Phase in audio refers to the timing relationship between signals. When two sound sources — such as a subwoofer and a set of door woofers — reproduce overlapping frequencies and their output is not aligned in time, the sound waves from each source arrive at the listening position at slightly different moments. Depending on the degree of misalignment, this can cause frequencies in the overlap region to partially cancel, producing a noticeably thin, hollow, or bass-light sound even when each individual component measures well in isolation.
Phase correction is the process of aligning these signals so that their acoustic output arrives at the listener’s ears in a coherent, additive relationship. It involves adjusting the timing, physical position, or polarity of one or more components to bring their outputs into alignment across the crossover region.
The simplest form of phase correction is the 0°/180° phase switch found on most subwoofer amplifiers. This toggle inverts the polarity of the subwoofer’s signal, which is equivalent to a 180-degree phase shift at all frequencies. In some installations, this single adjustment — flipping the switch and comparing the bass fullness at the listening position — is sufficient to significantly improve the integration between the subwoofer and the main speakers.

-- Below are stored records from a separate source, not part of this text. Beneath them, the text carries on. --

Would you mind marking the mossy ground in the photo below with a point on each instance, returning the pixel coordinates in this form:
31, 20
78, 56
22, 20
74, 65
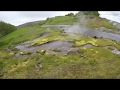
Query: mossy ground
93, 62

More precise phase correction requires measurement tools. A calibrated microphone and acoustic measurement software capture the impulse response of each speaker and the subwoofer at the listening position, revealing the exact time offset between them. This offset can then be corrected using the time alignment feature of a DSP, which introduces a fine-grained delay to bring the faster-arriving signal into temporal alignment with the slower one.
In systems with analog active crossovers, the crossover’s phase characteristics must also be considered. Different filter topologies introduce different amounts of phase shift at the crossover frequency — a fact that can either help or hinder integration depending on the specific alignment. Modelling the crossover’s phase behaviour during the design stage prevents integration problems that are difficult to correct after the system is built.